しかしストレートでスピードが伸びずあっという間に次々に交わされて12番手まで後退。14番手にいたハートレーも、セルジオ・ペレス、フェルナンド・アロンソ、マーカス・エリクソンと次々と抜かれていった。
HAR「GPSにトラブルを抱えていると思う。DRSとエネルギーマネジメントの関係が完全にムチャクチャだ!」
ハートレーはGPSデータの誤作動によってマシンがどこを走っているか判別できなくなり、ERSをどこで充電しどこでデプロイメントを効かせるかというエネルギーマネジメントがおかしくなったと感じていた。しかしそれはGPSデータの問題ではなく、エネルギーマネジメントの配分セッティングそのものが間違っていたのだ。
DRSゾーンで常にDRSが使える予選とは異なり、決勝では前走車の1秒以内にいなければ使うことができない。そしてドライバーはバトルの中でデプロイを切らしたくない場面ではオーバーテイクボタンを押してエネルギーを使う。
しかし予選とは違い決勝では1周あたり2MJしかバッテリーからの放出はできない。

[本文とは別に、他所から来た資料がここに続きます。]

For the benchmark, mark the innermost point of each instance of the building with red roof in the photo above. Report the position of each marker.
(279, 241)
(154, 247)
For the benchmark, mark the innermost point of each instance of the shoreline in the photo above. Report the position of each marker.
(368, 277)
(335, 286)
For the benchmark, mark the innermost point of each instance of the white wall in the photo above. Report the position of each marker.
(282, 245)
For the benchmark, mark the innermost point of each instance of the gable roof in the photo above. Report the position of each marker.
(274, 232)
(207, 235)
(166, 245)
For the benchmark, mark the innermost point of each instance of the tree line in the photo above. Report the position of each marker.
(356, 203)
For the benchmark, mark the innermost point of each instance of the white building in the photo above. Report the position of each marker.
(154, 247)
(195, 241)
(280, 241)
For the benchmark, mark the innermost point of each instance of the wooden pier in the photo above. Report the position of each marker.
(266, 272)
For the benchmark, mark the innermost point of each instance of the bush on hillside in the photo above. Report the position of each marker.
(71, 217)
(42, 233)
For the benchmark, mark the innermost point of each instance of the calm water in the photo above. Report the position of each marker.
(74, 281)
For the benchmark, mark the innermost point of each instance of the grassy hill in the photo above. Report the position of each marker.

こうした様々なシチュエーションの想定が不充分で、充電と放出のバランスが狂ってしまったのだ。
予選で1周あたり4MJの放出とDRSを使えばフェラーリやウイリアムズと同等のスピードが出せる力があったトロロッソだが、決勝ではこうした理由からドライバーがGPSのトラブルを疑うほどストレートで苦戦を強いられ続けた。
最後はガスリーが再びマグヌッセンと交錯してポイント獲得のチャンスを失い、ハートレーは僅か0.482秒差でエリクソンを抑え切って辛くも10位で初入賞を果たしたが、2人に笑顔はなかった。その事実がバクーの決勝レースでの厳しさを物語っていた。